Research from parenting experts like Daniel Siegel emphasizes that children need to feel heard before they can move through difficult emotions. Connection before correction. It works.
8) “You don’t have to be perfect”
If I could go back and thank my mom for one thing, it might be this phrase. She said it more times than I can count, especially during my perfectionist middle school years when I’d spiral over a B+ or a messy art project.
“You don’t have to be perfect.”
It sounds simple, but for a kid who’s internalizing impossible standards—from school, peers, or themselves—it’s permission to exhale.
I’m a recovering perfectionist myself, still working through anxiety that shows up as over-checking and overthinking. But I’m determined to give my kids a different message. When Ellie gets frustrated that her drawing doesn’t look “right,” I remind her: You don’t have to be perfect. The trying is the whole point.
Progress, not perfection. That’s the mantra in our house now.
9) “I love you, no matter what”
This is the big one. The unconditional anchor.
Some parents say “I love you” constantly, and that’s beautiful. But the ones who add “no matter what”? They’re making a promise. No performance required. No conditions. You are loved, full stop.
My parents said this in different ways—my mom more directly, my dad through actions—but the message was there. Even when I messed up or disappointed them, the love didn’t waver.
I tell my kids this every single night during our bedtime routine. After stories and back rubs, I whisper, “Nothing you do will make me love you less.” Ellie always smiles. Milo usually just snuggles closer.
But I know those words are sinking in, building a foundation of security that I hope will carry them through whatever comes.
Final thoughts
It’s funny how hindsight works. The phrases that seemed small or forgettable as a kid turn out to be the ones that shaped you most.
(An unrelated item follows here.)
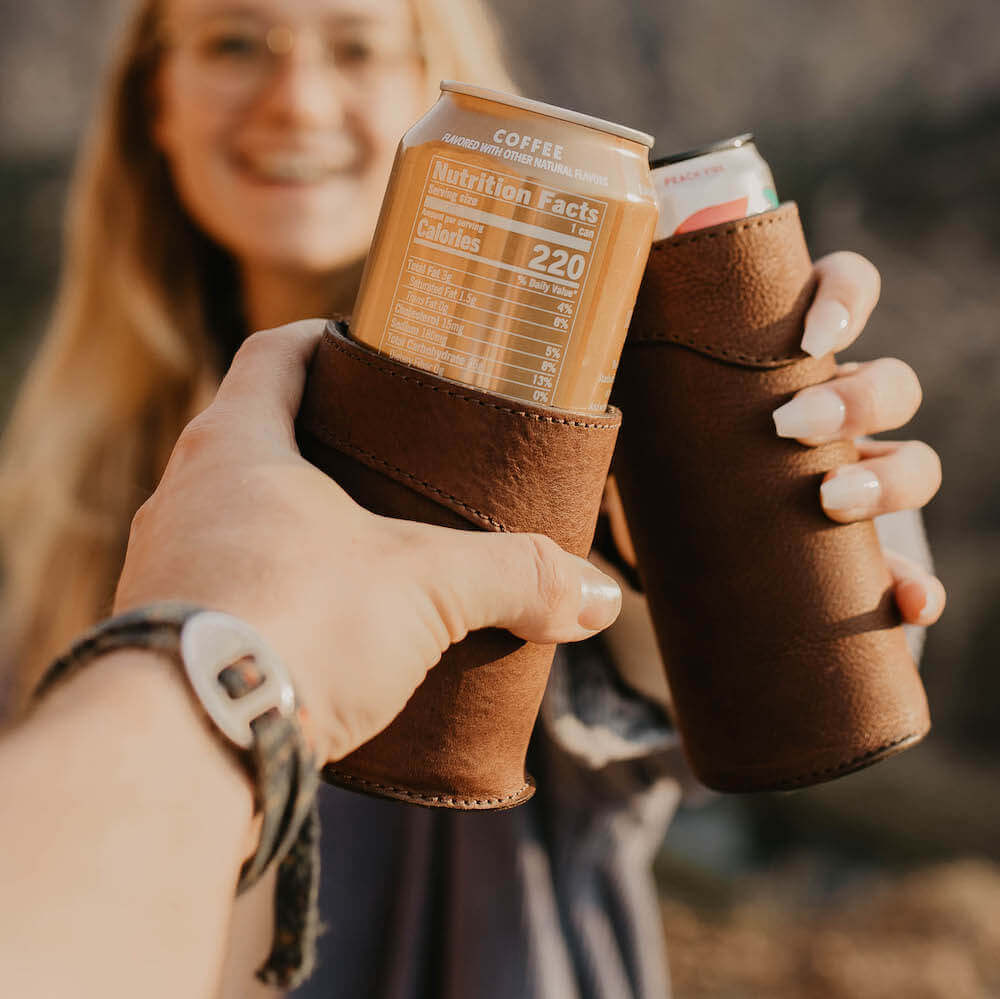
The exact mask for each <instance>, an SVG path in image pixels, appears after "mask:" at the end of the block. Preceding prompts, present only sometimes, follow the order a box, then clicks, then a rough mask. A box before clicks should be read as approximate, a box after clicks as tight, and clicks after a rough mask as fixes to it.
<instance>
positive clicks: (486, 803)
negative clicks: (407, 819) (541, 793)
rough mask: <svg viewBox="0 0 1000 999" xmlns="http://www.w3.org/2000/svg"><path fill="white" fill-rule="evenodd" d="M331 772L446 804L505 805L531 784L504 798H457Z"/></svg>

My parents weren’t perfect—no one is. Our house was traditional, emotions stayed under the surface, and there were plenty of things I wish had been different. But those quiet phrases? They mattered. They were acts of care I’m only now learning to fully appreciate.
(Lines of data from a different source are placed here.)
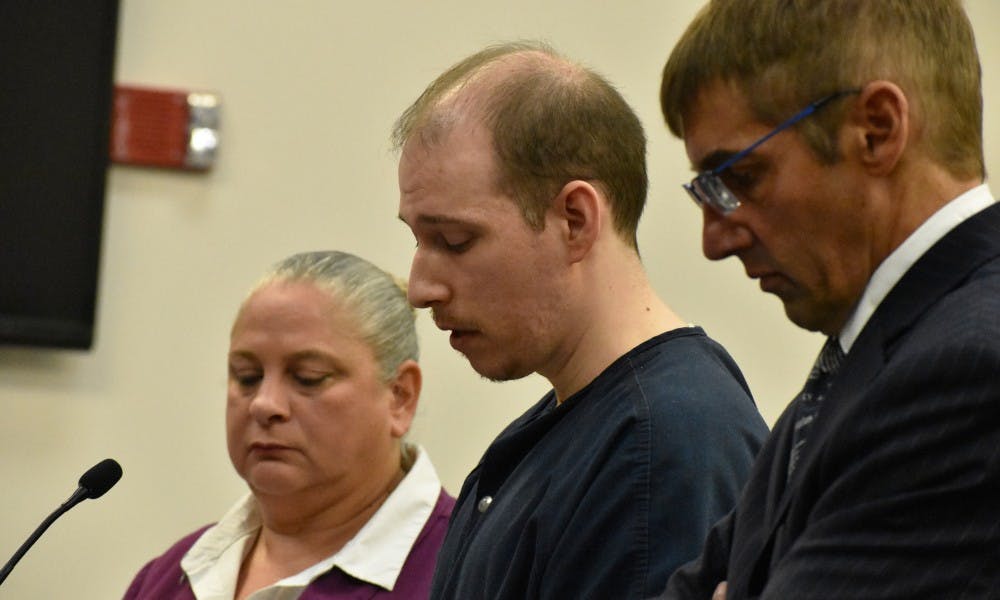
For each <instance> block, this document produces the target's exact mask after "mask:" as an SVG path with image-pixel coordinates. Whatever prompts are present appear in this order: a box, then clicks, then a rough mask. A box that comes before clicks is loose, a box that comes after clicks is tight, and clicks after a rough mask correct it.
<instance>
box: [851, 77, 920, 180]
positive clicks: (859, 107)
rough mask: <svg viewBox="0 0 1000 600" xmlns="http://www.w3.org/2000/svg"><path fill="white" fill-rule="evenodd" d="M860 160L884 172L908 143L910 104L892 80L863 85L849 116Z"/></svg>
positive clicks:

If you heard these growing up, even just a few of them, you were seen. You were valued. Your parents were doing their best to show love in the ways they knew how.
And if you’re a parent now, struggling to find the right words or worrying you’re not doing enough—start here. Start small. These phrases don’t require perfect circumstances or extra time. They just require presence.
Tell your kids you believe them. Let them feel their feelings. Admit when you mess up. Ask what they think. Listen. Really listen.
The big moments matter, sure. But it’s the quiet ones—the phrases whispered in passing or said over breakfast—that kids carry with them forever.
Our children are paying attention, even when we think they’re not. And one day, when they’re folding laundry with their own kids nearby, they’ll remember. They’ll realize how much you cared, even in the smallest moments.
That’s the kind of legacy worth building.